With an overall adverse event rate of 1.99%, commonly used referral sources seem to be low yield and inefficient for detecting patient harm. Approximately 6% of the cases identified by these criteria yielded a near miss or quality concern. New approaches to quality and safety review in the ED are needed to optimize their yield and efficiency for identifying harm and areas for improvement.
为改进医疗服务而进行的质量与安全审查对医疗系统至关重要,是美国学术性急诊科所必需的。在质量测量负担日益加重的背景下,评估患者安全举措的影响促使采用标准化、有意义且高效的绩效审查方法。有限的数据描述了目前质量与安全审查是如何进行的,以及它们在检测患者伤害和改进领域方面的表现如何。我们假设许多学术性急诊科使用了数十年的方法在识别患者伤害方面效率低下且产出不高。

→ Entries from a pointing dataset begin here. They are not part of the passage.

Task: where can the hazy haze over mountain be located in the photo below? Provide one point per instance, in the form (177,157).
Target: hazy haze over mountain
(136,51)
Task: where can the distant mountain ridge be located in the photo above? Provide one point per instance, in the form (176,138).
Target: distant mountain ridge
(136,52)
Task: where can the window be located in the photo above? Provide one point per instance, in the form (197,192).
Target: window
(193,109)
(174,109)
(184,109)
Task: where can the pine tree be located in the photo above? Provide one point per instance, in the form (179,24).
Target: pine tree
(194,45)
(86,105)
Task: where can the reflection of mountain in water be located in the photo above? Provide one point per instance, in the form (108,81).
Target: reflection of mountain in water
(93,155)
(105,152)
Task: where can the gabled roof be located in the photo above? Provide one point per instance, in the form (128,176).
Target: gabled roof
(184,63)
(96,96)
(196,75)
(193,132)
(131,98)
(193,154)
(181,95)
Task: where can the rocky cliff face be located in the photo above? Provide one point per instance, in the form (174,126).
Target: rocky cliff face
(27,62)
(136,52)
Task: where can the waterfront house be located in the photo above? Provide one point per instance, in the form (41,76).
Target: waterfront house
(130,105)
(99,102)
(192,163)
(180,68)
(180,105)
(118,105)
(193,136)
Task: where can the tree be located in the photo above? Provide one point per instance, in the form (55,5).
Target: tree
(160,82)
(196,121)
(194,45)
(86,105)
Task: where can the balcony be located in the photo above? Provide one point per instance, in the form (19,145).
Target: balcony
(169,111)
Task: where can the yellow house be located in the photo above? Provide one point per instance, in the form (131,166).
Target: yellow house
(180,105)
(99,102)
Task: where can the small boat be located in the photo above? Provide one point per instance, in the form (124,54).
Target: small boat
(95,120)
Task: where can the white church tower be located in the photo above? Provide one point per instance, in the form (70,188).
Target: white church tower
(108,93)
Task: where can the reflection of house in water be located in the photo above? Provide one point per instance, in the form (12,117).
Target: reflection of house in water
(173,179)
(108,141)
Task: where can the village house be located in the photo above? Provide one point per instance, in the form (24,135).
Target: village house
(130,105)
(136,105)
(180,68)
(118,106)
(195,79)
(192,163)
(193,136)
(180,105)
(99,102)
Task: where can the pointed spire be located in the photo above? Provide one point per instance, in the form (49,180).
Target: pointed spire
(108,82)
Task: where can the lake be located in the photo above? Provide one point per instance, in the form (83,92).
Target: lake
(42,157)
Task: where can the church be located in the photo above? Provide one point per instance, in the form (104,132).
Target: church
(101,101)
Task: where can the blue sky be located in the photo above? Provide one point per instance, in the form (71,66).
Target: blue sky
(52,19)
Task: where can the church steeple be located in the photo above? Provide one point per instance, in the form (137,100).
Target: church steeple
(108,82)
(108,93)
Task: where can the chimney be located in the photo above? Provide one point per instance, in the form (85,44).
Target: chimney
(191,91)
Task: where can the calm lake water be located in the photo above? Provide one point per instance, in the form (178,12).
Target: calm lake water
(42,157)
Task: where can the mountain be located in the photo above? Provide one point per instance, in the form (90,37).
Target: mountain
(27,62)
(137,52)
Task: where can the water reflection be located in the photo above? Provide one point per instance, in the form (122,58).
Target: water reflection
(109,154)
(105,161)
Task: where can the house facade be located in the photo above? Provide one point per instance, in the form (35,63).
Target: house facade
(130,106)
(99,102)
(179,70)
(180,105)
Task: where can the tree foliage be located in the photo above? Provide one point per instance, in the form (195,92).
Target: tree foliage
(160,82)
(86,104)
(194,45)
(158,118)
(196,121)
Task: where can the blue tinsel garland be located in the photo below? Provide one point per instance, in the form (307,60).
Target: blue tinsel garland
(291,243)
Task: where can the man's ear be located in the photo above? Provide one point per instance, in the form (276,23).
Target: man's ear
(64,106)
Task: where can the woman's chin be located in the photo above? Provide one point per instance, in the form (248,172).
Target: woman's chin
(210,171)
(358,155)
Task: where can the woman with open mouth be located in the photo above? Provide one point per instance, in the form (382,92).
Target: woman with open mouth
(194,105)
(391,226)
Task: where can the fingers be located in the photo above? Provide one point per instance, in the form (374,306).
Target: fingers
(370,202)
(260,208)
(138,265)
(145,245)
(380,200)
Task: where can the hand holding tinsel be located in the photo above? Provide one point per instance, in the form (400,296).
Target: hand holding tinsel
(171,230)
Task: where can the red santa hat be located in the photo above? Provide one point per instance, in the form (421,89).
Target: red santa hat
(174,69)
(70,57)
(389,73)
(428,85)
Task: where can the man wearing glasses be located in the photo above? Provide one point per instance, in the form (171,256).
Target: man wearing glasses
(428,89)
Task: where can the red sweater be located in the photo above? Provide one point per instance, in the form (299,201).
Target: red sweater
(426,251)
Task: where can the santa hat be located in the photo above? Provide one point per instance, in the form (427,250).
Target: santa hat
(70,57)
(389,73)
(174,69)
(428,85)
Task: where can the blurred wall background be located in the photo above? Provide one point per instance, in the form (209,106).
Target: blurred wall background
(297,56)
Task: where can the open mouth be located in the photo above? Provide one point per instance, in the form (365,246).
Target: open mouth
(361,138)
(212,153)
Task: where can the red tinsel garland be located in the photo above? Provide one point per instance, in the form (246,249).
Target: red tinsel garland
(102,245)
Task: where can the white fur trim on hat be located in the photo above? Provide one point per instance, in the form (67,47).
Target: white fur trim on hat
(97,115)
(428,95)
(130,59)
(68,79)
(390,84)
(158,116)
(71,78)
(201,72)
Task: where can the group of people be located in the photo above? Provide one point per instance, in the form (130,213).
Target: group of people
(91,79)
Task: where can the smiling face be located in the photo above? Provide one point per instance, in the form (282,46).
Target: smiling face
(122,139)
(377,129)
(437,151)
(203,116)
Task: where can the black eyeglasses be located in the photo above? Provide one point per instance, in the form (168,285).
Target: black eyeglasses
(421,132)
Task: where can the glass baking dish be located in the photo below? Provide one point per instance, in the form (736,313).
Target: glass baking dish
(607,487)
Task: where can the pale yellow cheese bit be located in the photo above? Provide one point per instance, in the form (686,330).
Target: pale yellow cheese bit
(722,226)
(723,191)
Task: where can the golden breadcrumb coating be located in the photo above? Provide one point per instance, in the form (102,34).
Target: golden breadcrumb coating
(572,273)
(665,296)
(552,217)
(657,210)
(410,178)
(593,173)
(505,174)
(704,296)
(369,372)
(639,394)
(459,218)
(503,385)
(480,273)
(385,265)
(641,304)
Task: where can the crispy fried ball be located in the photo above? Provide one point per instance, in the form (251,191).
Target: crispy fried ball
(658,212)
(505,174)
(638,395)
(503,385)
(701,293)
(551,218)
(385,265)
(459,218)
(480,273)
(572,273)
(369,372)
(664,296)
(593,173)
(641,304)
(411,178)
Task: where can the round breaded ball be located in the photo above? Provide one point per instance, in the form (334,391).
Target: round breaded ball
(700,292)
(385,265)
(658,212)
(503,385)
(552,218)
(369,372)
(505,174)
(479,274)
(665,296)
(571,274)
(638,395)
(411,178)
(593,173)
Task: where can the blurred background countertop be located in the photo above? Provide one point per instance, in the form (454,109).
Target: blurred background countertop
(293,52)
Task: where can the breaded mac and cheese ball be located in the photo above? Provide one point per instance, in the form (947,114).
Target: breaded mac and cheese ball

我们进行了一项前瞻性观察性研究,以评估五个学术性急诊科在12个月期间当前质量审查流程的效率和产出。各研究点提供了其当前做法的描述,并收集了关于审查中发现的事件数量和严重程度以及导致事件被发现的转诊来源的汇总数据。在研究开始时确定了常见转诊来源的类别。各研究点采用医疗改进研究所的定义来界定不良事件,并采用修改后的国家用药错误报告和预防协调委员会(MERP)指数对事件严重程度进行分级。
参与研究的各点在质量审查方面有相似的流程,包括两级审查流程、月度审查和会议、相似的筛查标准以及用于评估病例的分级系统。在60个月的数据收集过程中,我们总共审查了4735个病例,识别出381起事件。这包括287起险些发生的错误、差错/事件(MERP A - I级)和94起不良事件(AEs)(MERP E - I级)。总体不良事件发生率(造成伤害的事件发生率)为1.99%(95%置信区间 = 1.62% - 2.43%),各研究点的发生率在1.24%至3.47%之间。总体质量问题发生率(未造成伤害的事件发生率)为6.06%(5.42% - 6.78%),各研究点的发生率在2.96%至10.95%之间。72小时回访是最常使用的转诊来源,占审查病例的47%,但在识别伤害方面的产出仅为0.81%。其他转诊来源的产出同样很低。外部转诊是产出率最高的转诊来源,有14.34%(10.64% - 19.03%)识别出不良事件。作为所识别出的94起不良事件的百分比,外部转诊也占病例的41.49%。
总体不良事件发生率为1.99%,常用的转诊来源在检测患者伤害方面似乎产出低且效率低。通过这些标准识别出的病例中,约6%产生了险些发生的错误或质量问题。需要采用新的急诊科质量与安全审查方法,以优化其在识别伤害和改进领域方面的产出和效率。